Victoria's health department has been charged over the leaks of COVID-19 from hotel quarantine.

Victoria's health department has been charged over the leaks of COVID-19 from hotel quarantine. Photo: AAP

Victoria’s health department has been charged by the workplace watchdog over the leaks of COVID-19 from hotel quarantine that sparked the state’s deadly second wave.

After a 15-month investigation, WorkSafe on Wednesday charged the Department of Health, formerly the Department of Health and Human Services, with 58 breaches of the Occupational Health Safety Act.

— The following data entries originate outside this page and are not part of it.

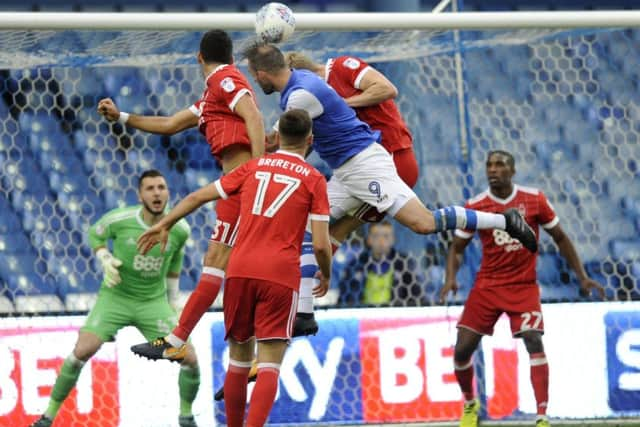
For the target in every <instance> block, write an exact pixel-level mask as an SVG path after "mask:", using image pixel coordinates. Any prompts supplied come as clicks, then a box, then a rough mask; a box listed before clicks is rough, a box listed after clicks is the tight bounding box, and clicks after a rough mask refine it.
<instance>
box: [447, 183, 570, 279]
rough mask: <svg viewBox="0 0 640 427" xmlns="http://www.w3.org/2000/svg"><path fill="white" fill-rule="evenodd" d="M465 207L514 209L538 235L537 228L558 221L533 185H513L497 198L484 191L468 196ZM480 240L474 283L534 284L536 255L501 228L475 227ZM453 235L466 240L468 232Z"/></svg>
mask: <svg viewBox="0 0 640 427" xmlns="http://www.w3.org/2000/svg"><path fill="white" fill-rule="evenodd" d="M465 207H466V208H469V209H475V210H478V211H483V212H494V213H501V212H504V211H505V210H507V209H508V208H516V209H518V211H519V212H520V213H521V214H522V215H523V216H524V218H525V220H526V221H527V223H528V224H529V225H530V226H531V228H532V229H533V231H534V232H535V233H536V238H537V237H538V236H539V228H538V226H541V227H542V228H545V229H549V228H553V227H555V226H556V224H558V221H559V220H558V217H557V216H556V214H555V212H554V211H553V207H552V206H551V204H550V203H549V201H548V200H547V198H546V197H545V196H544V194H543V193H542V191H540V190H538V189H537V188H530V187H522V186H519V185H514V186H513V193H512V194H511V195H510V196H509V197H507V198H506V199H500V198H498V197H496V196H494V195H493V194H491V193H490V191H489V190H486V191H484V192H482V193H480V194H479V195H477V196H475V197H474V198H472V199H469V201H468V202H467V204H466V205H465ZM478 233H479V234H480V241H481V242H482V263H481V264H480V270H479V271H478V274H477V276H476V283H475V286H477V287H478V288H484V287H488V286H502V285H515V284H520V283H523V284H532V283H536V259H537V254H535V253H531V252H529V251H528V250H526V249H525V248H524V247H523V246H522V244H521V243H520V242H519V241H518V240H515V239H513V238H511V236H509V235H508V234H507V232H506V231H504V230H497V229H489V230H478ZM456 236H459V237H462V238H467V239H470V238H471V237H472V236H473V233H472V232H468V231H461V230H456Z"/></svg>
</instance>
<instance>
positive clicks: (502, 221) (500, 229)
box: [475, 211, 507, 230]
mask: <svg viewBox="0 0 640 427" xmlns="http://www.w3.org/2000/svg"><path fill="white" fill-rule="evenodd" d="M475 212H476V217H477V218H478V225H477V227H476V228H477V229H478V230H483V229H486V228H498V229H500V230H504V229H505V227H506V226H507V224H506V221H505V219H504V215H502V214H494V213H489V212H480V211H475Z"/></svg>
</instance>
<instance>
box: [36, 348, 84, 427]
mask: <svg viewBox="0 0 640 427" xmlns="http://www.w3.org/2000/svg"><path fill="white" fill-rule="evenodd" d="M83 366H84V362H83V361H81V360H78V359H76V357H75V356H74V355H73V353H72V354H70V355H69V357H67V358H66V359H65V360H64V363H63V364H62V369H60V375H58V378H56V383H55V385H54V386H53V390H52V391H51V399H50V400H49V406H48V407H47V410H46V411H45V412H44V414H45V415H46V416H47V417H48V418H51V419H54V418H55V417H56V415H58V411H59V410H60V406H62V402H64V400H65V399H66V398H67V396H68V395H69V392H71V389H72V388H73V387H75V385H76V383H77V382H78V377H79V376H80V371H82V367H83Z"/></svg>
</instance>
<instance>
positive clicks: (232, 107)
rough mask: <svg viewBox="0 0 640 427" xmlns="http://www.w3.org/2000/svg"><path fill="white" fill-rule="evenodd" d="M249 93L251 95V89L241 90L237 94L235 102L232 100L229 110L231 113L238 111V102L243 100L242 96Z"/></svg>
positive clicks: (234, 100) (234, 99) (244, 88)
mask: <svg viewBox="0 0 640 427" xmlns="http://www.w3.org/2000/svg"><path fill="white" fill-rule="evenodd" d="M247 93H248V94H249V95H251V92H249V89H247V88H244V89H240V90H239V91H238V93H236V96H234V97H233V100H231V104H229V109H230V110H231V111H234V110H235V109H236V104H237V103H238V101H240V98H242V96H243V95H245V94H247Z"/></svg>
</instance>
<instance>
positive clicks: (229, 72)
mask: <svg viewBox="0 0 640 427" xmlns="http://www.w3.org/2000/svg"><path fill="white" fill-rule="evenodd" d="M205 83H206V85H207V87H206V89H205V90H204V93H203V94H202V98H201V99H200V100H199V101H198V102H196V103H195V104H193V105H192V106H191V107H189V110H190V111H191V112H192V113H193V114H195V115H196V116H198V117H199V120H198V127H199V129H200V132H201V133H202V134H203V135H204V137H205V138H206V140H207V142H208V143H209V146H210V147H211V153H212V154H213V155H214V156H215V157H216V158H217V159H218V160H219V157H220V154H221V153H222V150H223V149H224V148H226V147H228V146H230V145H235V144H242V145H248V146H251V142H250V141H249V135H248V134H247V128H246V126H245V124H244V120H243V119H242V117H240V116H239V115H237V114H236V113H235V112H234V110H235V107H236V104H237V103H238V101H239V100H240V98H241V97H242V96H243V95H246V94H250V95H251V96H254V95H253V91H252V89H251V85H249V82H248V81H247V79H246V78H245V76H244V75H243V74H242V73H241V72H240V71H239V70H238V69H237V68H236V67H235V66H234V65H232V64H223V65H220V66H219V67H216V69H215V70H213V71H212V72H211V74H209V75H208V76H207V78H206V80H205ZM254 99H255V98H254Z"/></svg>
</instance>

A filing hearing in Melbourne Magistrates Court is set for October 22.

Seventeen of the charges relate to failing to provide and maintain, as far as reasonably practicable, a working environment that was safe and without risks to health for its employees.

Another 41 charges are allegations of failing to ensure, so far as was reasonably practicable, that persons other than employees were not exposed to risks to their health and safety arising from conduct of its undertaking.

Between March and July 2020, the Department of Health was responsible for the oversight and co-ordination of Operation Soteria, Victoria’s first hotel quarantine program.

The state’s second wave of coronavirus last year resulted in more than 18,000 new infections, 800 deaths and an 112-day lockdown.

WorkSafe alleges the department breached OHS laws by failing to appoint people with infection prevention and control expertise at the hotels it was using.

It also alleges the department failed to provide security guards with face-to-face, expert infection prevention control training and failed to provide written instruction for the use of personal protective equipment.

In all charges, WorkSafe alleges that Department of Health employees, Victorian Government Authorised Officers on secondment, or security guards were put at risk of serious illness or death through contracting COVID-19 from an infected returned traveller, another person working in the hotels or from a contaminated surface.

The maximum penalty for a body corporate for each of these charges is $1.64 million.

WorkSafe says the investigation into the program was complex, involving reviewing tens of thousands of documents and multiple witness interviews.

It also reviewed material from last year’s judicial inquiry, which led to the program being overhauled in December.

The program was again revamped in April, after hotel quarantine workers contracted the British COVID-19 strain from returned travellers in February, triggering a statewide five-day lockdown.